When we designed our network we attempted to identify all the potential single points of failure and build resillience around them. We addressed the following issues:
- Geographical Reundancy - All of our systems are replicated in a 2nd site.
- Switch redundancy - We have 2 separate switches.
- Interconnect failures- All major interconnects, including BT connect over at least 2 separate links.
- PI Space- We run our own BGP routers, which means we control how our IP addresses are reached over the internet.
- IP links - We have 3 separate Gigabit links into the internet.
- Power - All of our Racks are dual fed and all equipment has dual PSU's
- Database - Our database is replicated across 2 separate arrays and split over 2 sites.
The first and most important part of our design strategy was to run our own BGP sessions. This means that the IP addresses that Bellingham uses are advertised by our own Border Gateway Protocol (BGP) routers to all of the other BGP routers on the Internet. Each BGP router then decides which of its IP links to use as a first or second choice route to reach our network. If there are any link failures along the way BGP will automatically route around this.
Most internet users will leave the BGP to their upstream suppliers and just purchase transit bandwidth. This leaves you vulnerable to problems that occur on their BGP sessions or on the physical links between your network and the IP transit provider. Running BGP allows us to have a completely resillient IP bandwidth solution. Another benefit of BGP is that we can optimise the IP routing to reach any destination on the interent. If for example we are receiving an intermittant service on one of our Peers we are able to promote a different Peer to send the traffic to its destination. This is only possible if you run your own BGP.
If for some reason one of our datacentres was to go off line, due to a natural disaster or complete power failure we would still be able to operate all of our services and interconnects from the surviving datacentre. Some of the services would be running at a slightly restricted capacity during peak times till the issuen was resolved but no services would go offline.
Rather than taking an N+1 approach to Geographical redundancy we chose to max out each datacentre at 66% of avilable capacity at peak times. This reduces our maximum normal working load by 34% but means that in the unlikely event of one of our datacentres going off line we would be able to run at 80% of peak load capacity. Based on the traffic loading accross our network this would only impact services for about 90 minutes per day. In terms of actual % of calls that would be rejected over a 24 hour period this represents about 5%.

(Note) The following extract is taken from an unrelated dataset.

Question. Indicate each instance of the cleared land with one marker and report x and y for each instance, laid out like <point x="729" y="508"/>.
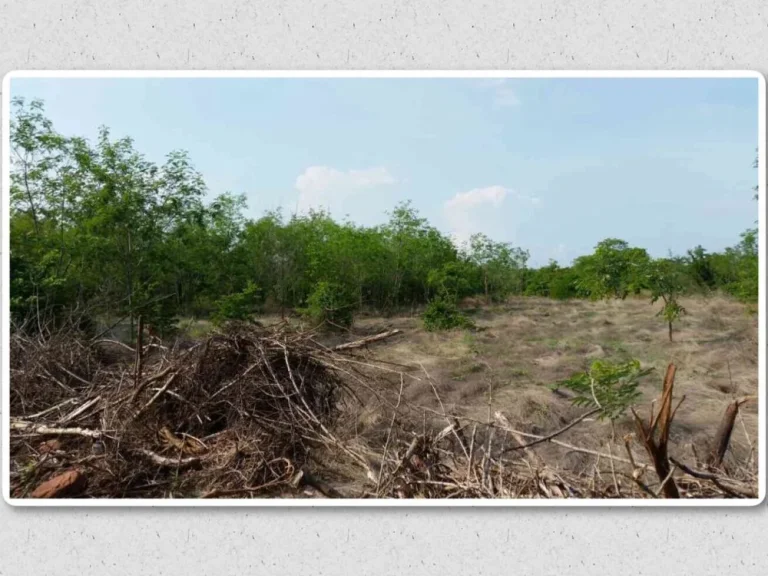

This also has the added benefit of alowing us to take on short term projects that require a peak load capacity of up to 40% of our maximum capacity. The sort of project this would be relevant for would be TV voting.
All of our equipment has 2 Power Supply Units (PSU's) and is indendantly fed from separate Power Distribution Units (PDU's). The power entering the Datacentres is a diverse feed meaning that it comes from 2 separte substations which are in turn fed from separate power stations. Once inside the Datacentre the power is then fed into separate distribution boards and then into the Uninteruptable Power Suply (UPS). The UPS is a giant array of batteries designed to run the entire Datacentree for around 30 minutes.The UPS is then backed up by Diesel Generators that typically kickin within 2 minutes of a power outage.
The power netowrk is configured as N+1 meaning there is a spare for each element in the power network. The power supply is tested on a monthly basis with the generators run for 1 hour and different PDUs tested to ensure smooth operation. In the event of an extended power supply issue the fuel Holding tanks carry sufficient Diesel to run for 7 days. There are also 24 hour fuel re-suply contracts in place to cover us.
Capacity Planning / Network Improvement
Any network or technical platform is a work in progress, we are constantly evaluating new technologies to find ways to improve our network. We combine this with capacity planning, where we evaluate current usage patterns and make sure we have sufficient capcity for current clients whilst always keeping a little in reserve for new business.
Our account managers regularly meet clients to discuss their traffic forecasts for the next 6 & 12 months so we can build this into our network expansion program. we aim to run our network at no more than 90% of design capacity at peak times. We do of course have a further 20% capacity in reserve for short term projects such as TV voting by utilising our Geographical redundancy!
ASR – Answer Seize Ratio
BER - Bit Error Rate
BGP – Border Gateway Protocol
BPS - Bits Per Second
BW – Bandwidth
CDR – Call Data Record
DB – Database
DID - Direct Inward Dialing
DTMF - Dual Tone Multiple Frequency
FTP - File Transport Protocol
HTML - HyperText Markup Language
IN - Intelligent Network
IP – Internet Protocol
ISDN - Integrated Services Digital Network
ISP - Internet Service Provider
IVR -Interactive Voice Response System
LAN – Local Area Network
NGN - Non Geographic Number
PIN - Personal Identification Number
POP - Point of Presence
POTS - Plain Old Telephone Service
PSU – Power Supply Unit
SIP - Session Initiated Protocol
SS7 - Signalling System 7
UPS – Uninterruptable Power supply
URL - Universal Resource Locator
VoIP - Voice Over IP regularly
WAN - Wide Area Network